Super Scribblenauts did not make me want to crawl under a rock and die (even though large parts of my imaginative childhood apparently had already).  I mean, I did kinda hate myself for being so bad at this fun title (and it really is a fun game, if you have the mind for it), but it made me take a step back from my relationship not only with games but also with writing. I had fallen into something of a rut with both and decided to re-evaluate things, see if and how I could remove a few roadblocks.  This was all during a period of transition, long commutes, moving, etc.; and while I don’t have the fondest memories of Super Scribblenauts, it came at a fortuitous time.  It planted the seeds for this blog, in fact, as I thought then about ways to be more creative with my writing.

It's hard to not smile at all the cuteness. Plus, everyone talks in pictures!  (source)
It’s hard to not smile at all the cuteness. Plus, everyone talks in pictures! (source)

So while I look back upon Super Scribblenauts with notions of what could have been, I look forward with a bit of thankfulness.  I’m glad that the game brought forth disappointment because it compelled me to expand, and it schooled me in ways no other game had before.


  1. Reblogged this on My Two Caps and commented:
    A thoughtful look at what Super Scribblenauts can draw out of it’s players and the effect it can have. This post from Recollections of Play isn’t a review so much as it is an exploration of the impact even some of the smaller games can have on us. Seriously, check out this post and the blog with it, they both make for excellent reading.

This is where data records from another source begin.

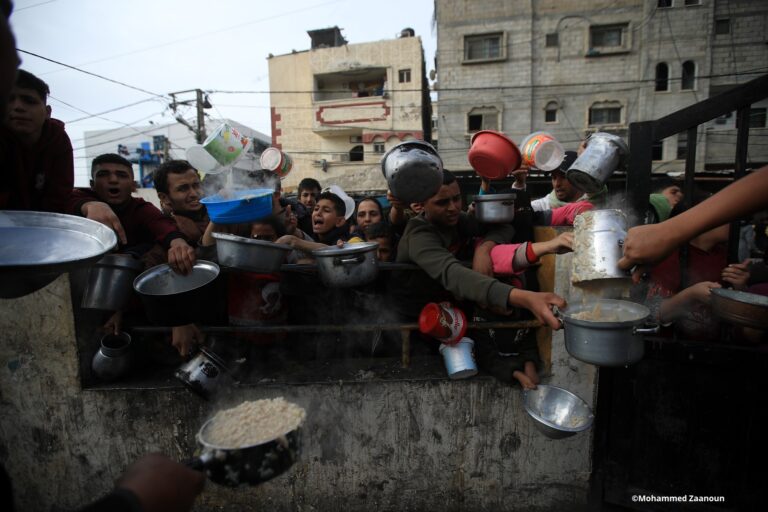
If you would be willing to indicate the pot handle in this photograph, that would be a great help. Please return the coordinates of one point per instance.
(652, 329)
(348, 261)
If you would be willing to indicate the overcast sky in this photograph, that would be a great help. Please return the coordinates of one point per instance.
(162, 46)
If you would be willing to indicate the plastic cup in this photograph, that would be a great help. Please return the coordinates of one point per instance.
(542, 151)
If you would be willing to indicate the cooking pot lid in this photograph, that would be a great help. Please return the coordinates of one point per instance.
(250, 241)
(495, 197)
(347, 249)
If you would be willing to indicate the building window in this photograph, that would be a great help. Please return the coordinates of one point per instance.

  2. Super Scribblenauts sounds like an entirely different kind of puzzle game, one that focuses on creativity over everything else. It would be cool to see more games focus on a player’s creativity rather than just their observational skills or their ability to learn from trial and error.


    1. Yep — and because no two people think alike, Super Scribblenauts offers a unique experience for every person who plays it too. It really does a fantastic job at making you think “outside the box”…especially if that box needs to be filled with yellow polka-dotted electric eels. I wouldn’t want to be in that box!

      P.S. The reblog – yay! 🙂


  3. I have played the first, but not the second Scribblenauts game. It is definitely a cute game. It’s right up there with any games involving Kirby or Pokemon. What is great about the game is that it invites you to stretch out your imagination. I remember spending a good few hours on the first game trying to come up with as many creative ways as possible to solve the puzzles. I wanted to see what the game was capable of, based on what I can think of on a whim.


    1. I had a fine time with the puzzles in Super Scribblenauts, to a point. I think the game probably required a bit more attention than I wanted to give it. I read some great things about the first game and thought the second one was a shoe-in for a good time. I came up with some great phrases, but in the end, my frustrations got the best of me. I think I was also a little over my DS at that point, which probably contributed to my lack of enthusiasm. And though I don’t have plans to get a Wii U, I bet its new Scribblenauts game will be pretty good.


  4. This is the second time — in recent memory — that a game has been introduced to a player at a really helpful time. I love that this can actually be a thing. Games connect, in meaningful ways. I’m glad to see that they can be MORE effective in certain contexts.

    Or maybe a different sort of effective.


    1. It’s so true that games can connect to life in lots of different ways; and it’s even better when they help with some aspect of it! I never would have expected to react to Super Scribblenauts in the way I did and would have hardly thought the game would any lasting effects. But now, when I get really stuck in writing, I think, “What would Maxwell do?” And It’s not like I’ll start writing about green plastic cavemen, but rather, it gives me a moment to gather a little lost creativity. It IS a different sort of effective!